Keywords: Escherichia coli (E. coli), glycosylation, innate immunity, pathogenesis, post-translational modification (PTM), bacterial effectors

Introduction

Enteropathogenic Escherichia coli (EPEC)⁵ is one of the most common causes of diarrheagenic disease in infants and young children in low income countries (1, 2). Upon ingestion, EPEC rapidly colonizes the mucosa of the small intestine, forming a tight association with the apical surface of host enterocytes leading to the destruction of brush-border microvilli and the formation of actin-rich pedestal-like structures (3). This distinct intestinal histopathology is known as the attaching and effacing (A/E) lesion and is the hallmark of A/E pathogen infection by EPEC, enterohemorrhagic E. coli, and the murine pathogen Citrobacter rodentium (4). A/E lesion formation is the result of the activities of the locus of enterocyte effacement (LEE)-encoded type III secretion system (5) and its associated effector proteins such as the translocated intimin receptor (6, 7) and WXXXE effector mitochondria-associated protein Map (8 –10). Although these LEE effectors are essential for enabling the establishment of infection for A/E pathogens, additional effectors located outside the LEE, known as non-LEE (nle) effectors (11), also play an important role in the augmentation of host signaling and subversion of the host innate immune response (4). For example, NleE from EPEC inhibits NF-κB signaling via methylation of key cysteine residues in TAB2 and TAB3, thereby blocking their binding to ubiquitylated tumor necrosis factor (TNF) receptor-associated factors (12). Similarly, cell death pathways may be modulated by A/E pathogens through the cooperative action of nle effectors such as EspL, which degrades receptor-interacting protein homotypic interaction motif -containing proteins, thereby blocking receptor-interacting protein homotypic interaction motif-dependent inflammatory and necroptotic signaling pathways (13), and NleF, which directly inhibits caspase-4, -8, and -9 activation (14 –16).

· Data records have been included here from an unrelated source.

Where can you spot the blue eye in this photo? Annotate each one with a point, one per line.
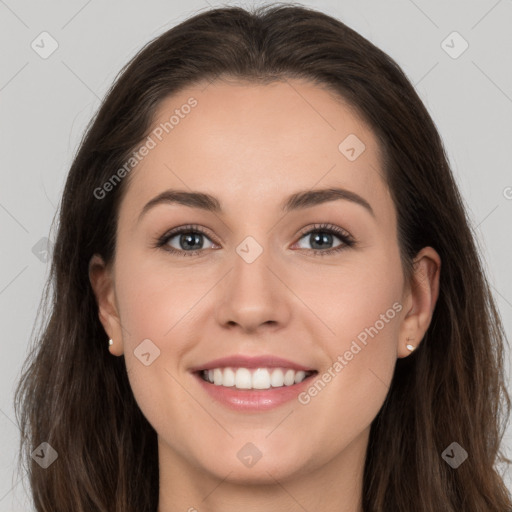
(191, 237)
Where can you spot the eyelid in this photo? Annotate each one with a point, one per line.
(345, 237)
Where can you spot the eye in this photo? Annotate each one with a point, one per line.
(189, 240)
(322, 236)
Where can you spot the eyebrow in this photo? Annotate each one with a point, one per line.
(297, 201)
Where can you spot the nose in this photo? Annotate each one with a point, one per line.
(254, 293)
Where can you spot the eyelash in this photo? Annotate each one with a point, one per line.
(345, 237)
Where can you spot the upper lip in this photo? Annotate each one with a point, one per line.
(241, 361)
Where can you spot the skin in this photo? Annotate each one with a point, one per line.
(251, 146)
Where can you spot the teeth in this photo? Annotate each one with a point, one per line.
(260, 378)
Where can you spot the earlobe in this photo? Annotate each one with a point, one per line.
(100, 277)
(423, 293)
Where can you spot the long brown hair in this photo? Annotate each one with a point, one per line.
(75, 396)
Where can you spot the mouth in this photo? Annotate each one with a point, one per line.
(239, 378)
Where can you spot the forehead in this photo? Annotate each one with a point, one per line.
(243, 142)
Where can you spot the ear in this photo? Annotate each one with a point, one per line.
(102, 282)
(420, 300)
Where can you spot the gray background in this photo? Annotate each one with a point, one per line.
(47, 103)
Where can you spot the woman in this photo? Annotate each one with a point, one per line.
(251, 372)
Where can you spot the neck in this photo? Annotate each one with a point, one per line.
(335, 486)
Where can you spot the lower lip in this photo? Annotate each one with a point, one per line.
(251, 399)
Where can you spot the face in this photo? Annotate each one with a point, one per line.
(318, 283)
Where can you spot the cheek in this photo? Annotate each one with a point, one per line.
(153, 300)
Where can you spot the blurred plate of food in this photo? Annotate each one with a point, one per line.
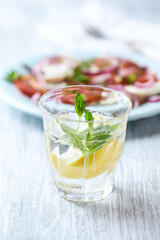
(22, 84)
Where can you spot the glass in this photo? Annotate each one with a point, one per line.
(83, 166)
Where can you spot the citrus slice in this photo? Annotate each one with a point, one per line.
(71, 163)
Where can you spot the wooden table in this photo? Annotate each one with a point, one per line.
(29, 207)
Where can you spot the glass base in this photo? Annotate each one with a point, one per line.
(78, 194)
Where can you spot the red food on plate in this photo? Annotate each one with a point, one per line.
(139, 83)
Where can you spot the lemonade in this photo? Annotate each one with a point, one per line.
(84, 141)
(72, 163)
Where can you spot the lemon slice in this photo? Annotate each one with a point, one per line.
(71, 163)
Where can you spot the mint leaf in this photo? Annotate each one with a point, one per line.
(89, 117)
(131, 78)
(79, 104)
(67, 129)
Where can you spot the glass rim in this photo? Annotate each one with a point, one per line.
(129, 107)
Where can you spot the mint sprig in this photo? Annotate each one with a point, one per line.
(91, 139)
(89, 117)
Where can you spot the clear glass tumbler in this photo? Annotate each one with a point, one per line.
(84, 153)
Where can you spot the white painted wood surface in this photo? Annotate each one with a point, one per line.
(29, 207)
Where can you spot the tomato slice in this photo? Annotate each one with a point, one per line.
(28, 85)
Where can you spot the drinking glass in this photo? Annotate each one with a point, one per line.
(84, 154)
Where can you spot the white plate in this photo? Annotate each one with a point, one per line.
(11, 95)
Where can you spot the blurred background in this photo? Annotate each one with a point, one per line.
(38, 27)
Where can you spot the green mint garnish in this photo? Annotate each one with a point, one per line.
(89, 117)
(91, 139)
(11, 76)
(79, 104)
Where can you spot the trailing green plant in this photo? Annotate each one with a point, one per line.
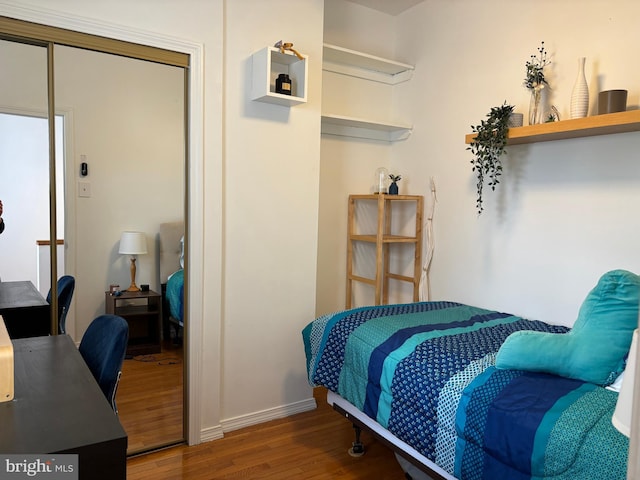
(487, 148)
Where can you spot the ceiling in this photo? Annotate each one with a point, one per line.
(392, 7)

Another nle effector, NleB1, is the prototypic member of a novel family of bacterial glycosyltransferase enzymes that mediate the glycosylation of arginine residues, an atypical post-translational modification (PTM) not observed in eukaryotic cells (17, 18). NleB1 inhibits Fas ligand and TNF-mediated apoptosis by blocking death domain interactions in the corresponding receptor complexes (17, 18). To date, multiple death domain-containing host targets of NleB1 have been reported, including the Fas-associated death domain protein (FADD), TNFRSF1A-associated via death domain (TRADD), and receptor-interacting serine/threonine protein kinase 1 (17, 18). Modification of these substrates occurs at a conserved arginine residue within the death domain corresponding to Arg¹¹⁷ of FADD and Arg²³⁵ of TRADD (17, 18). In addition, NleB from C. rodentium (here referred to as NleB^CR) was reported to inhibit NF-κB activation (19) and to reduce type I Interferon production (20) through modification of GAPDH. Although GAPDH can be glycosylated in vitro by NleB^CR (19, 21), whether glycosylation occurs in vivo has yet to be determined (18). EPEC NleB1 was also recently shown to interact with Ensconsin and block vesicular movement along microtubules, although this did not require glycosyltransferase activity (22). Importantly, none of these studies investigated the extent of arginine glycosylation during wild-type EPEC infection in vitro or C. rodentium infection in vivo. Hence, some of the target modifications observed may be the result of NleB overexpression and may not occur when native levels of NleB are delivered by the wild-type pathogen.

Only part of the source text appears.